El programa informático conoce el vínculo del 'Homo sapiens' con la tierra y sus exhibiciones de color y maravilla. En la estrofa inaugural convergen los lugares comunes –quizás el territorio del subconsciente: aquel paraíso arrebatado– del verano como estación propicia, por excelencia, para el amor, que diría Ángel González. Y la hierba del campo olvidado por unos cuantos siglos de hormigón. Y el sueño o la frescura del viento sobre la cara. La opción, en definitiva, del 'Beatus ille', tan anhelada como, a menudo, imposible.

Los cuatro versos siguientes –los últimos– ahondan en la sensación que da título a este poema del siempre joven Rimbaud: «No hablaré, no pensaré en nada:/ pero el amor infinito me subirá al alma,/ e iré lejos, muy lejos, lo mismo que un bohemio,/ por la Naturaleza, —feliz como con una mujer».

Aquí la trama se complica. Entre los ingredientes para la alegría de una completísima base de datos –repleta de romances y metáforas– hallamos palabras forasteras y, por tanto, absolutamente humanas. Es decir, ¿podría una máquina, la más moderna y hábil, la portadora de todo el frío saber de los tiempos, introducir una referencia al «amor infinito»? Y, si así fuera, ¿cómo explicar la presencia del «bohemio»? ¿Es acaso un bohemio la figura feliz a la que cabría echar mano en un momento de retiro campestre o en la que uno piensa cuando se habla de ir «muy lejos»? Pero es la ruptura del poema, su cierre majestuoso, lo que convierte estos ocho versos en inmortales: «feliz como con una mujer». O, en francés, en el original: «heureux comme avec une femme».

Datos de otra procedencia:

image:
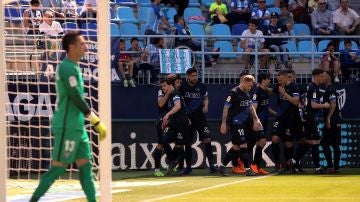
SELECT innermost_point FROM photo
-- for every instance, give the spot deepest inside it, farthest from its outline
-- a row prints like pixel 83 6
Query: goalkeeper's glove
pixel 99 126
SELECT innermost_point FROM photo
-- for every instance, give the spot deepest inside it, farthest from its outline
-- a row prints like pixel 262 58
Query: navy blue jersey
pixel 330 95
pixel 194 96
pixel 313 94
pixel 180 117
pixel 238 102
pixel 164 109
pixel 284 106
pixel 261 98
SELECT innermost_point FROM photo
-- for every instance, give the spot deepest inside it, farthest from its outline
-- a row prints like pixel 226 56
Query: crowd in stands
pixel 322 17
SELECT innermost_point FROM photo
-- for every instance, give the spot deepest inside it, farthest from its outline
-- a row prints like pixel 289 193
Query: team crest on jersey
pixel 341 98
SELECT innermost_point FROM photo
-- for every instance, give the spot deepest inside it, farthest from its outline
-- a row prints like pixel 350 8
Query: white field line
pixel 207 188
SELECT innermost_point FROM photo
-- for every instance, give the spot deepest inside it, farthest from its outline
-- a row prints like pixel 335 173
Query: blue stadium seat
pixel 126 14
pixel 307 46
pixel 192 11
pixel 129 29
pixel 170 12
pixel 225 46
pixel 194 3
pixel 354 45
pixel 301 29
pixel 12 14
pixel 322 44
pixel 207 3
pixel 69 26
pixel 221 29
pixel 144 2
pixel 89 29
pixel 274 9
pixel 114 29
pixel 129 3
pixel 238 29
pixel 291 47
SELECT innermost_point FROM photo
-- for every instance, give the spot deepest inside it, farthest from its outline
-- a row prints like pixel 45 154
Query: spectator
pixel 240 12
pixel 218 11
pixel 70 9
pixel 346 20
pixel 32 17
pixel 124 61
pixel 154 26
pixel 261 14
pixel 140 59
pixel 333 5
pixel 330 62
pixel 276 44
pixel 322 20
pixel 191 43
pixel 348 58
pixel 248 44
pixel 89 9
pixel 286 18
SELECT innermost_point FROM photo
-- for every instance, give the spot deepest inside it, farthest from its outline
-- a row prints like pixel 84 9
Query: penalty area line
pixel 208 188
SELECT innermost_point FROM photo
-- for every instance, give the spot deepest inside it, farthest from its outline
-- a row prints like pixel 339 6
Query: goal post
pixel 104 93
pixel 3 152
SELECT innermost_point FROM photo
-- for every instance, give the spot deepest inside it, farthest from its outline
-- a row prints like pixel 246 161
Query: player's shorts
pixel 281 128
pixel 311 130
pixel 70 145
pixel 331 136
pixel 199 124
pixel 240 134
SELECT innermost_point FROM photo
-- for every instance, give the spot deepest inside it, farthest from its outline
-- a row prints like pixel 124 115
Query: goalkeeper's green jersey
pixel 70 103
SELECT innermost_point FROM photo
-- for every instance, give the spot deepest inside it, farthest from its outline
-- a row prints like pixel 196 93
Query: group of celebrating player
pixel 298 112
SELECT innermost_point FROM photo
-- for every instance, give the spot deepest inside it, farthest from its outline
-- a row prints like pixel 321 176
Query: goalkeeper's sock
pixel 157 157
pixel 209 152
pixel 231 155
pixel 46 181
pixel 258 155
pixel 87 182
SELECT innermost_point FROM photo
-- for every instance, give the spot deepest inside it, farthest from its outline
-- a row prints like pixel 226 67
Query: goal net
pixel 32 54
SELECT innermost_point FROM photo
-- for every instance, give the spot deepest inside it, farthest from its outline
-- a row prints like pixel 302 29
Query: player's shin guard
pixel 188 155
pixel 289 153
pixel 46 181
pixel 244 157
pixel 276 152
pixel 87 182
pixel 258 155
pixel 337 154
pixel 231 155
pixel 157 157
pixel 315 155
pixel 209 153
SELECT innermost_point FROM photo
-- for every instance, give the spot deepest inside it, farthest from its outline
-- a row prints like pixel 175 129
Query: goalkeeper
pixel 71 142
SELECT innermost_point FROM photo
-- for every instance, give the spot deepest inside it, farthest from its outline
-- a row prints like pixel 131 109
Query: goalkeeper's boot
pixel 132 83
pixel 158 173
pixel 187 171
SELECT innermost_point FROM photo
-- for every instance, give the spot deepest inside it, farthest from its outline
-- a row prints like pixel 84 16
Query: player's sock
pixel 276 152
pixel 209 152
pixel 315 155
pixel 289 153
pixel 244 157
pixel 337 154
pixel 157 157
pixel 87 181
pixel 169 152
pixel 46 181
pixel 258 155
pixel 301 151
pixel 188 155
pixel 231 155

Las cinco palabras de pérdida y deseo justifican la escritura. ¿Pensaba el poeta en la sensación silvestre como un consuelo para el desamor? ¿O era un guiño de familiaridad? Algo despierta, sin embargo, en el lector cuando saborea este final rotundo. ¿Puede la inteligencia artificial componer versos? Puede, si hablamos, claro, de la simple enumeración de lo ya dicho. Pero la poesía es otra cosa. Es el fruto de los versos que rompe para ser eternidad. Lo otro son ejercicios de electrónica, ingenio y mercado que podrían hacernos olvidar el amplio espacio nuestro; aquello que nos pertenece por derecho: la humanidad.